In a National Interest poll, most experts and scholars predict a new Cold War between the US and China, a confrontation between the two powers related to the competition to control the world order.
These expectations stem mainly from political positions causing confrontations and the trade and technology wars between the two countries.
What is the possibility of this scenario on the one hand, and its expected impact on the rest of the world on the other? In discussing this issue, it can be said that it does not stop with the expectations of experts and analysts.
Indeed, the attempt to interpret the policies of many countries of the world in recent times reveals a growing belief that there will be a confrontation between China and the US.
The shape of this confrontation and its scenarios depend on the evolution of the points of disagreement and conflict between the two powers, especially economic and trade aspects, around which the causes of US strategic concern that are detrimental to China’s rise are concentrated.
A brutal military confrontation seems to be an excluded scenario, at least on the Chinese side.
China does not want any obstruction to the success of its developmental ascent and has a different strategic vision than the traditional idea of global domination and influence on the world order.
China does not want the traditional leadership of this system. Instead, it seeks to consolidate its power and economic empire so that this leadership becomes a fait accompli away from the military power balances that are in the interest of the US. China needs great effort and many years to bridge the gap between the two powers in the military area.
Beijing views its inevitable rise to the top of the global economic system as an alternative to a dominant military power, as the US has been for decades.
The question here is this: Can an economic and technological power, however great, dominate the world and rule the world order over other militarily superior international powers, can it do so culturally, media or otherwise?
My belief is that the model China is trying to impose has no historical precedent, given that military power has always been the spearhead of power and domination conflicts between great powers.
The expected scenario of the Cold War between China and the US will inevitably be different from the fierce competition between the US and the former USSR. There are several fundamental differences between the two cases. China, for example, does not use ideology as a major tool of conflict, as was the case with the former USSR.

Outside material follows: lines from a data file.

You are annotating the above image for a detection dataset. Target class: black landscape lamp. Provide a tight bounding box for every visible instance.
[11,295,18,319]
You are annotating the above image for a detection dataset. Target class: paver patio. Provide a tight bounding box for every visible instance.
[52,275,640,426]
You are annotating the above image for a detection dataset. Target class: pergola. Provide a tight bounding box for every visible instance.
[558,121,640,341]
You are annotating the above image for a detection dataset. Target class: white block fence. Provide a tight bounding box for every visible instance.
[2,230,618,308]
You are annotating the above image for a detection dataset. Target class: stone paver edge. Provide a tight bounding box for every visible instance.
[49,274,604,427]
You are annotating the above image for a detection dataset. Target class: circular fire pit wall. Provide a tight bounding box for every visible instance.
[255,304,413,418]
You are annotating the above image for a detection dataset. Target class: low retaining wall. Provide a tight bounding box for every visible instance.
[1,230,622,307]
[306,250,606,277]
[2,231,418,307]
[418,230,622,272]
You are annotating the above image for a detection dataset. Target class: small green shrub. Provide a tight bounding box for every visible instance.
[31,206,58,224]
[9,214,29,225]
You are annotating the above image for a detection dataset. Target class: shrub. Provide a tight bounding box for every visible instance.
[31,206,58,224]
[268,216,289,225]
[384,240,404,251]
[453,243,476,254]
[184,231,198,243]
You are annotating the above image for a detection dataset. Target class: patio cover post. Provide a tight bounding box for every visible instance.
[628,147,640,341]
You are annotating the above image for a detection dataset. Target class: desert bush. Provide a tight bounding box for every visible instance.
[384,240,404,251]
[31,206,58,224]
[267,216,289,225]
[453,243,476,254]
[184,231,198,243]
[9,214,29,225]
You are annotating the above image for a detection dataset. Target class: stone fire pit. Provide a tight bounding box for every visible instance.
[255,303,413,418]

Thus, the expected Cold War, if it occurs, will in no way revolve around ideologies and the prevailing pattern of values and culture between the two powers. It will focus on economics, trade, and political values.
Moreover, China will not seek global leadership in the American sense, but may seek to take the top of the global economic system to achieve the greatest strategic impact and economic returns possible. It will not be drawn into a confrontation with the capitalist model. All the more so since the Chinese economic giants are competing in the US market, a very important and vital market for them.
It is therefore inconceivable that large Chinese companies would seek to destroy the American model of life in which they find a source of wealth and global influence. The focus in the US is now on trying to abort China’s fast-paced rise.
We see no shortage of attempts to seek to invalidate the theories that promote this rise, and to propose alternatives, such as the end of Chinese ambition, etc. Based on the decline of the high growth rates that the Chinese have been achieving for decades.
But what people forget is that China’s growth, which only reached about 2% in 2020 due to the coronavirus pandemic, was achieved at a time when the growth rates of Western industrial economies fell to record lows. China’s inevitable rise in recent years has become an obvious reality, especially after the impact of the coronavirus pandemic and the US withdrawal from Afghanistan.
Most Western anti-Chinese theories are based on China’s lack of initiative and risk-avoidance in dealing with international crises and problems, as well as China’s own preoccupation with its domestic problems and its over-sensitivity to discussing these problems with the West. These views may seem legitimate.
But this does not stand in the way of China’s rise, especially if Beijing works to close the loopholes that the West tries to point out and get rid of any sensitivity in this regard.
In my opinion, it is more likely that the world will gradually be divided into two blocs, one led by the US and the other under Chinese leadership.
These are two very different cultures, which makes it difficult for the West to submit to Chinese hegemony.
China is on a path to shape its own world by trying to counter US trade wars, from stimulating domestic demand to forging free trade agreements in its regional environment (especially with East Asian giants Japan and South Korea, two major US allies).
In addition, it anticipates the huge returns expected for its massive strategic New Silk Road project, which tightly integrates the economies of many countries around the world with the Chinese economy.
On the other hand, talk of the US relinquishing global leadership in the foreseeable future seems most uncertain, given its absolute dominance of technology giants and superiority in vital areas such as artificial intelligence, information technology, the Internet, and others.
And not to mention the primacy of its cultural, value and media model – at least until the woke generation – far from seeing itself in competition with any alternative global model.